For nearly half a century, Texans have been fortunate to have one of the nation’s strongest open records laws.
All United States citizens can use open records requests to get information from the government that is legally available to the public, but may not already be visibly published on a government websites or other easily accessible places.
But recently, Texas’ status as a leading “Right to Know” state has come under scrutiny. A recent report by the Dallas Morning News shows more often than not that people seeking public records from their local and state officials have been left high and dry.
Terri Langford of the Dallas Morning News reported on the alarming rate of open records requests both Texas citizens and journalists have been denied within the past several years.
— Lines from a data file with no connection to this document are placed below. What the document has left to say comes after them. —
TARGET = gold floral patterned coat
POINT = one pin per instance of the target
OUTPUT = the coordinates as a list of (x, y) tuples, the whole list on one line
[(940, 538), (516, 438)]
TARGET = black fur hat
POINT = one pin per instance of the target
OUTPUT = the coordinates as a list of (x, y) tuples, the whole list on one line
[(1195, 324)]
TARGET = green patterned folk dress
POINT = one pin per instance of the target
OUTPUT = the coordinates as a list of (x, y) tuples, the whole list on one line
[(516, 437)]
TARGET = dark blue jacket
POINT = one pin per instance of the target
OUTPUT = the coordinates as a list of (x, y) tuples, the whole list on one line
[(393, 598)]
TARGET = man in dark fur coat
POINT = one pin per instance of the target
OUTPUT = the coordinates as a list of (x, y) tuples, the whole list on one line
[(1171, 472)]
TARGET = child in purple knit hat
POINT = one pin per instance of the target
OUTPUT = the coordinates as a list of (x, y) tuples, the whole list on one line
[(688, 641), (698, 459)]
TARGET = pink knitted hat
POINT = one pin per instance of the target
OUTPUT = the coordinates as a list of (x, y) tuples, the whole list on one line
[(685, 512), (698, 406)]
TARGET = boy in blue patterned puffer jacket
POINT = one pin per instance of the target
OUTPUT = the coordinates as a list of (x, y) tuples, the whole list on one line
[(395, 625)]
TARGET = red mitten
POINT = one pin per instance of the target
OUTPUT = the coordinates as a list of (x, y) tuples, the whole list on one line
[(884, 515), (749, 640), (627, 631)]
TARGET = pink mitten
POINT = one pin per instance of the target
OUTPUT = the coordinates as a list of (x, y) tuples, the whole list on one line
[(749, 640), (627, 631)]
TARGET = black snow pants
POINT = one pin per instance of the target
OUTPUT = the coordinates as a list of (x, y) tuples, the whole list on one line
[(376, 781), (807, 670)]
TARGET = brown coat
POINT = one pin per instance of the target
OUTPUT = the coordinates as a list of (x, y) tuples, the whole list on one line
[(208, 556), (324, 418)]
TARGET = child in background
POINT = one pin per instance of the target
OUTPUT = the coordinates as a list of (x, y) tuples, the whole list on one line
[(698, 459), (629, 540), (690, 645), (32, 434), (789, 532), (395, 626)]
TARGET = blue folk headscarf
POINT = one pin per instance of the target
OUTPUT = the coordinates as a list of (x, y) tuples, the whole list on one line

She says in the last 15 to 20 years a lot more people, on both the public and the government side are knowledgeable about the Public Information Act and are using it. But Texas has also gained skills in being able to determine whether they have to grant the public that information or not.
“[The public is] asking for things that are more likely to be exempt than ever,” Langford says.
When a government agency denies all or part of a records request, they have to forward that denial to the Attorney General’s office for review.
“It’s the final umpire for open records requests,” Langford says.
Langford reported that in 2001, governments forwarded 6,149 denied requests to the attorney general’s office. In 2015, that number rose to 27,383 – a more than 400 percent increase.
It could be because more people are filing records requests, but there’s no way of knowing, Langford says, because no one keeps that data.
Some lawmakers say they want to restore the original intent of the open records, and a few bills are coming up the legislative session.
But anything that helps open records laws in Texas has a mixed record getting through the Republican-dominated legislature, Langford says.
Terri Langford’s report is part of a collection of Dallas Morning News stories highlighting Sunshine Week, an annual, nationwide celebration of access to public information.